これもまた15秒あるいは30秒後に元チャンネルに戻れば、
番組本編に戻れるという経験値を視聴者に植えつけている。
つまり
視聴者はテレビ番組の編成の流れ、そして番組構成の作りまで
予測することが「経験的に」可能なのである。
一方でYou Yubeに代表される動画投稿サイトはどうだろう。
まずオンデマンドにいつでもどこでも視聴できる利便性

そして 番組時間尺にたよらないコンテンツ

また何より 視聴者誰しもが予測できない意外性

これらが魅力となって 視聴者を引き付け、いまだにそのPV数増加を加速させているのだ。
では ここで テレビ局による「つまらない番組」と
一般投稿者による「人気コンテンツ」とを見比べていただこう。

【You Tube 日本テレビ局コンテンツ】「裏ブログTV」

「9/8 裏ブログTV・潜入リポート vol.1」東京MXTVによるブログ連動You Tube連動番組 ありきたりなテレビ番組が視聴意欲をそぐ!!動画視聴回数は一ヶ月で300弱

【You Tube人気コンテンツ】「amerikajinmusume」

amerikajinmusmeと名乗るアメリカ人のティーンエージャー。

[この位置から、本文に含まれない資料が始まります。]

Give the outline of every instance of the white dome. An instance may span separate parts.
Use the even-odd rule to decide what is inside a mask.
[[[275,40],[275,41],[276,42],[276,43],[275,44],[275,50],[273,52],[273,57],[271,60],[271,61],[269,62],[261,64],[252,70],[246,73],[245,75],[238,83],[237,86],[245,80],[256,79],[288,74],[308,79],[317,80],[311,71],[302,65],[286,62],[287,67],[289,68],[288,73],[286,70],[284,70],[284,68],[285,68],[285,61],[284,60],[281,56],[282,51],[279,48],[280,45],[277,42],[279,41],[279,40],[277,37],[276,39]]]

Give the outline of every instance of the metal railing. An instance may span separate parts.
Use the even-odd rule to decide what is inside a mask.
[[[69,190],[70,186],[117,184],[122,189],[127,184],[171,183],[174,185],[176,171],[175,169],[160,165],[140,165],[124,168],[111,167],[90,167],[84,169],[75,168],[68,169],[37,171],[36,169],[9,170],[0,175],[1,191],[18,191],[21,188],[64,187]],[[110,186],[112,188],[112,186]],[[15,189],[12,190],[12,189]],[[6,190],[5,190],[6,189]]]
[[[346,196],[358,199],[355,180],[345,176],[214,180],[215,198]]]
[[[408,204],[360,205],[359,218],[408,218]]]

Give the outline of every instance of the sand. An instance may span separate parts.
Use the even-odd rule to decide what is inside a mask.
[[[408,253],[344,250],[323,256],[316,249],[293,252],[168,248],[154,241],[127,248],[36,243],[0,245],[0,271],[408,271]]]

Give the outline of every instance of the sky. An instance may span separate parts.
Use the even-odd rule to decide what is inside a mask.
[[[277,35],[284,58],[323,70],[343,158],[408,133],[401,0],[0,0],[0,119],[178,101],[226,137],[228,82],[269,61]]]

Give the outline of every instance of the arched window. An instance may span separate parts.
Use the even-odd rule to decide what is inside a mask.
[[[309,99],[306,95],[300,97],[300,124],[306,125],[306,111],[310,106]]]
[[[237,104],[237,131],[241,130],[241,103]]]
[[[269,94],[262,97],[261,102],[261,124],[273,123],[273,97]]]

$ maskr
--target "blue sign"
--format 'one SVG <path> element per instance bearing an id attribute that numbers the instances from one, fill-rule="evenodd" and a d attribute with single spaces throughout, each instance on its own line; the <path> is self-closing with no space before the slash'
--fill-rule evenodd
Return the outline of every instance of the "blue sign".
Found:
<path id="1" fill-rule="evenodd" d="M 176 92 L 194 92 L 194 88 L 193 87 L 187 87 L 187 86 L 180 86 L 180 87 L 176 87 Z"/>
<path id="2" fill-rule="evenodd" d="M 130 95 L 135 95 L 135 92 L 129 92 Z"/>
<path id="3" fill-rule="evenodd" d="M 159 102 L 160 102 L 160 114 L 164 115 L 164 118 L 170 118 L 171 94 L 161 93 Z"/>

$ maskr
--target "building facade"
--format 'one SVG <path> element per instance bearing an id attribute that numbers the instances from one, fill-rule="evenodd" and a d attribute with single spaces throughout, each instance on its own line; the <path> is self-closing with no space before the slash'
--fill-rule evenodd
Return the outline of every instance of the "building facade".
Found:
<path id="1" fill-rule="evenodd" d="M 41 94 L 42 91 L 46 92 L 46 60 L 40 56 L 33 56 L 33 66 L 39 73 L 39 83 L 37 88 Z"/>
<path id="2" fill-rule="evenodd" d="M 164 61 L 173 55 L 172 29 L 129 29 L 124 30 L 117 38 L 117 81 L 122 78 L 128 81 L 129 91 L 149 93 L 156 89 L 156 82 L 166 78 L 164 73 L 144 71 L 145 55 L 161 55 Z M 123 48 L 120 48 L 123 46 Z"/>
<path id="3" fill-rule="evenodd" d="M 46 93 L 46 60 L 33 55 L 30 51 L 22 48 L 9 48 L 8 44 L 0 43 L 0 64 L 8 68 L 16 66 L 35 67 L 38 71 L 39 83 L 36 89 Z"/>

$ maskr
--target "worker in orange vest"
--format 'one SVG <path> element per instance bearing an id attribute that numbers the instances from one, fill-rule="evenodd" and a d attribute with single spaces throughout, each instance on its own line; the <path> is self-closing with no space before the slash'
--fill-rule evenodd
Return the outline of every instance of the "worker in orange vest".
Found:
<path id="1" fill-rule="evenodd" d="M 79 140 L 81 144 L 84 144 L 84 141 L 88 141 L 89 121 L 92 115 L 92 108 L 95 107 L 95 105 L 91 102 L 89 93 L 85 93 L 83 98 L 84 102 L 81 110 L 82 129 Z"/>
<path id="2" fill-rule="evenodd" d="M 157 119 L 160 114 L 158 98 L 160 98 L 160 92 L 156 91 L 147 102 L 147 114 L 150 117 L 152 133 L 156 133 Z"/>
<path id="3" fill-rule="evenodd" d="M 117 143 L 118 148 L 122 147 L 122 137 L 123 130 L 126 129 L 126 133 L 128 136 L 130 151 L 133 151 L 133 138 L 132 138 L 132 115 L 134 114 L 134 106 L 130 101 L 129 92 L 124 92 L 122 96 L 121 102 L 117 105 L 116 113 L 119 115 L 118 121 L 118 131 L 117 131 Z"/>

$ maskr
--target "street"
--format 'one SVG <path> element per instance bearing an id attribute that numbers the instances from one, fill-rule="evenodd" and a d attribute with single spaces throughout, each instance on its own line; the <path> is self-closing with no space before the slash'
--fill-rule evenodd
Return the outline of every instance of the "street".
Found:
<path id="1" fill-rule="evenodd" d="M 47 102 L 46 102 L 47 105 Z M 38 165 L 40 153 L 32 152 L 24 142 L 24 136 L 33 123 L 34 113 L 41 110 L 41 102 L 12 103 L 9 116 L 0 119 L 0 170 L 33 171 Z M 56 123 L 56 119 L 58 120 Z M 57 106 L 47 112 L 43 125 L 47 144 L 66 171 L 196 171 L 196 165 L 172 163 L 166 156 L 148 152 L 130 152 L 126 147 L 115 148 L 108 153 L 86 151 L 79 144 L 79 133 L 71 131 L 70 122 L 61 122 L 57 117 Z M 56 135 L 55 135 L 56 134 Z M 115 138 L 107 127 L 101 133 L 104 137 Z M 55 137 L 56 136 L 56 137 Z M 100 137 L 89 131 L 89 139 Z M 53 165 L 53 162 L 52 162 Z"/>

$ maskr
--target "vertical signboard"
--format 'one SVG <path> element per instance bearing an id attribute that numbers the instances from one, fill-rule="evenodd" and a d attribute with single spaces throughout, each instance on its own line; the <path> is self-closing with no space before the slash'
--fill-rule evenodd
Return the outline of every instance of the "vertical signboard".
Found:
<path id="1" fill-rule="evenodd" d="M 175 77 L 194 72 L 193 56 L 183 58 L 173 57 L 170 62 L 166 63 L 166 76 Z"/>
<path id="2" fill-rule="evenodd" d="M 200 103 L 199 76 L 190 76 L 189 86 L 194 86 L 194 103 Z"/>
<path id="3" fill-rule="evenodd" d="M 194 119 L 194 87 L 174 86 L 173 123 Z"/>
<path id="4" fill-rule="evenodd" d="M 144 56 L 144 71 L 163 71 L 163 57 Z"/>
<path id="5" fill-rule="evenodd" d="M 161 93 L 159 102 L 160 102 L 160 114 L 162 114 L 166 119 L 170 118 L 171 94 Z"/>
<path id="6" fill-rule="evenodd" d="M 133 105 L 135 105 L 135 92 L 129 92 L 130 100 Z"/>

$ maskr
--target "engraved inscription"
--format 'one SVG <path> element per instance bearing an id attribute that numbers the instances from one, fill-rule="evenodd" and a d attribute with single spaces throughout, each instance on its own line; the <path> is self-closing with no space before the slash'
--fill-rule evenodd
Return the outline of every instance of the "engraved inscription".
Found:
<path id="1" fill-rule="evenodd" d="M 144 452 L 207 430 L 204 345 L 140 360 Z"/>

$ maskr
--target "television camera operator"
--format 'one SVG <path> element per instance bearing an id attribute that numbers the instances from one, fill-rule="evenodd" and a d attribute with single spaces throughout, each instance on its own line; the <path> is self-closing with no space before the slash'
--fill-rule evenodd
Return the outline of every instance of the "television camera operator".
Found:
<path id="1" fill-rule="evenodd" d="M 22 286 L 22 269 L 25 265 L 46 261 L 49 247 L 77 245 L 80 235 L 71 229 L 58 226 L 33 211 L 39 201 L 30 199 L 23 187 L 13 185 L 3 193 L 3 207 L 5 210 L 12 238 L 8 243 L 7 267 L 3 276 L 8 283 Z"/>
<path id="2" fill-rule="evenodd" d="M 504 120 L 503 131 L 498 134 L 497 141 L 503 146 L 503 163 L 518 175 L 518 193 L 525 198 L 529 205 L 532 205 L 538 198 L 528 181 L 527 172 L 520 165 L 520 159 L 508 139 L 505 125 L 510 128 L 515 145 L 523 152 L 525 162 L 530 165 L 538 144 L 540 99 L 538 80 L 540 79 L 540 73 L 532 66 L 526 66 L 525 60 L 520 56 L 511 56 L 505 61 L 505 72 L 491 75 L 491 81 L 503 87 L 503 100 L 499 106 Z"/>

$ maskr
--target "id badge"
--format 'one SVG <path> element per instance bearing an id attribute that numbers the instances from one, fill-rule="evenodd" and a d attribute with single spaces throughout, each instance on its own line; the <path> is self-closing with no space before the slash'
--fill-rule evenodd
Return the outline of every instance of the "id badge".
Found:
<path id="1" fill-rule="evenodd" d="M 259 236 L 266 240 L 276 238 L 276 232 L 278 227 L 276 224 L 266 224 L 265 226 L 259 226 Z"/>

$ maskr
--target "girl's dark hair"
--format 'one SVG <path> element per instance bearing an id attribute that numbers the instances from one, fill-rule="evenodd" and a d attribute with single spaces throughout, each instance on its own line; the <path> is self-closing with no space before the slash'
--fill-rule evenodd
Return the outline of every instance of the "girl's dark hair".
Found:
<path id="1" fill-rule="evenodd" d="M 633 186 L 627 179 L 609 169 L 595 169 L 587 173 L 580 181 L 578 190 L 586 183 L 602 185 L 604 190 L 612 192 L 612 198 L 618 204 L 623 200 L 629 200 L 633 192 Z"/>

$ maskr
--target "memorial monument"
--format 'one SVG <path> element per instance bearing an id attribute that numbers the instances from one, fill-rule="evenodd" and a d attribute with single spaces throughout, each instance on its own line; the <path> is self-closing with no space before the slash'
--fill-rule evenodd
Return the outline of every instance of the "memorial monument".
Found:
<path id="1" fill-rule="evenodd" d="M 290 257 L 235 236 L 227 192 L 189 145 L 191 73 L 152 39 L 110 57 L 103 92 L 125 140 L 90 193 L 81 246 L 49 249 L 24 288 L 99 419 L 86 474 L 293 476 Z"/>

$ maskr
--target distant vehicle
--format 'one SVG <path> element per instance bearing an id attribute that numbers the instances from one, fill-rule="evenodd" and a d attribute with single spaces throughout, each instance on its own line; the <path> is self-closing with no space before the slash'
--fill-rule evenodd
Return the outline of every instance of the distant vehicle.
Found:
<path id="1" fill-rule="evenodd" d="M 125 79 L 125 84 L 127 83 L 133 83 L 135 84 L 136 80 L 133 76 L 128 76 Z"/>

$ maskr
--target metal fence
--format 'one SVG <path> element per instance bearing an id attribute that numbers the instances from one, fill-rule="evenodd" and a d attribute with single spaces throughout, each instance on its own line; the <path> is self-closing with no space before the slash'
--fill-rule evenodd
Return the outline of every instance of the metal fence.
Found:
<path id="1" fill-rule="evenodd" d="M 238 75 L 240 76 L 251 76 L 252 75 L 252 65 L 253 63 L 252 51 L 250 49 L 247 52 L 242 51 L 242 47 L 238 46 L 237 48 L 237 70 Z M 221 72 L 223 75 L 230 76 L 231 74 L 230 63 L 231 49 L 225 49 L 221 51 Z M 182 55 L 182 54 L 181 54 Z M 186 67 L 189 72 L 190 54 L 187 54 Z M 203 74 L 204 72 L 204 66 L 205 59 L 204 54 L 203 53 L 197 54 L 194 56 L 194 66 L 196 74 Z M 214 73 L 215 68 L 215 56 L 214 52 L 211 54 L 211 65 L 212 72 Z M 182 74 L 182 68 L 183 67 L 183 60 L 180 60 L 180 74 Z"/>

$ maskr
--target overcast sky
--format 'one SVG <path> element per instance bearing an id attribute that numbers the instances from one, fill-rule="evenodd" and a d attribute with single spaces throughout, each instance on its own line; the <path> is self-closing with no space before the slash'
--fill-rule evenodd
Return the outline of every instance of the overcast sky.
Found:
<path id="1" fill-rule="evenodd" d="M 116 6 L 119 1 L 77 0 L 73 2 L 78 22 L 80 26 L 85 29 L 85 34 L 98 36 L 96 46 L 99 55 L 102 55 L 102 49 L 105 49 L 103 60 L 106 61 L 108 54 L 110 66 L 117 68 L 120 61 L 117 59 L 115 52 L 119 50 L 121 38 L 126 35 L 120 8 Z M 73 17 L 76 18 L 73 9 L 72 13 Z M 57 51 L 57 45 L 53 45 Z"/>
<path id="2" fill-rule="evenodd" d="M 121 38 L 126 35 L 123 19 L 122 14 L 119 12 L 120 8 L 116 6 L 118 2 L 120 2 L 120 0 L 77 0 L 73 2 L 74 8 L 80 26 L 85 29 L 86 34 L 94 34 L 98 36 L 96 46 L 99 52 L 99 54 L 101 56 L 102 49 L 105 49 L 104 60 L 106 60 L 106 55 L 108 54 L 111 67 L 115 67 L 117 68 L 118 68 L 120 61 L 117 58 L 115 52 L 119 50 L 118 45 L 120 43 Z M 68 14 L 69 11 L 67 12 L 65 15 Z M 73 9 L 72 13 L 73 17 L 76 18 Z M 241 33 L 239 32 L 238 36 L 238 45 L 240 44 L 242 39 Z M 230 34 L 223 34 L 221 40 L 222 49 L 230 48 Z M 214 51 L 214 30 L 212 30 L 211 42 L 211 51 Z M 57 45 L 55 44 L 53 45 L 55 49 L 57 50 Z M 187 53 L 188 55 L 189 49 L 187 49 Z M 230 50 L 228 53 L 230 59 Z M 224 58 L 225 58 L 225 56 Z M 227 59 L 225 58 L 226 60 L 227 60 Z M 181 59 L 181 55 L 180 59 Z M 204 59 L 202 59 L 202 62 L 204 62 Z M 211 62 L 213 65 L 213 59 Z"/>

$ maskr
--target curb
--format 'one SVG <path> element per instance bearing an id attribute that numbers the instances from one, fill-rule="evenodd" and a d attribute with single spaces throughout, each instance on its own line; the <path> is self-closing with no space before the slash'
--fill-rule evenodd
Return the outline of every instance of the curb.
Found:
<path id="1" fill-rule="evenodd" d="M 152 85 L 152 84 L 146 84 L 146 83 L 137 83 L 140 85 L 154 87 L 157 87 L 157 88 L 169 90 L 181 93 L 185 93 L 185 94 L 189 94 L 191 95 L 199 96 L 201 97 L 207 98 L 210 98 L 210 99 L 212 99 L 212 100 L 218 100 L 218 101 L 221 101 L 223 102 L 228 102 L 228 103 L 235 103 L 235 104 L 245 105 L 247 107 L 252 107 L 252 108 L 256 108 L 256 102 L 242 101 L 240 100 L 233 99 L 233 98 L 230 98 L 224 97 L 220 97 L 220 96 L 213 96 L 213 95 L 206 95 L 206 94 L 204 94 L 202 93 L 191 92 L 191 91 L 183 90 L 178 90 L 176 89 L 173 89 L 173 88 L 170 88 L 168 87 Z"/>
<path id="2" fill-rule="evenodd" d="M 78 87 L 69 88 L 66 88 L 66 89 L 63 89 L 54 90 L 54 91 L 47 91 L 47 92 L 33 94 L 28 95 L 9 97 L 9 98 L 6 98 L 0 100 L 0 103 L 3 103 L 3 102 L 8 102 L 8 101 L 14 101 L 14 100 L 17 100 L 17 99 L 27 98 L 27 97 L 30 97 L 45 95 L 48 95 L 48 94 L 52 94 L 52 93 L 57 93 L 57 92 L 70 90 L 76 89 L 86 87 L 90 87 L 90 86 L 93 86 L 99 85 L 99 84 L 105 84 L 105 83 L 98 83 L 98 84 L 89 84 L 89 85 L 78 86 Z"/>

モー娘など日本のポップスに合わせて踊る投稿ビデオが話題 動画視聴回数はこの映像は一ヶ月で6万超。最近では一週間で6万を超える



オンラインメディア陣営はいつまで
オフラインメディアへの憧憬を持ち続けるというのか?
楽天のTBSしかり、ライブドアのフジテレビしかり
そして今回のサイバーエージェントのテレビ東京しかり(なんでわざわざ永遠の最下位局テレビ東京なの?)。
それぞれの経営者に共通することは
オフラインメディアの経験を持っていないこと、つまり
テレビといった古臭いビジネスモデルの諸悪を知らないことで
いつかはテレビといった妄想を抱き続けている。

「オンラインメディアはオンラインで繋がることが最大の魅力であり テレビはオフラインで一方的に垂れ流すだけの下水管である」
という、違いを再認識いただき、
今一度本業回帰いただきたい、と切に願うのである。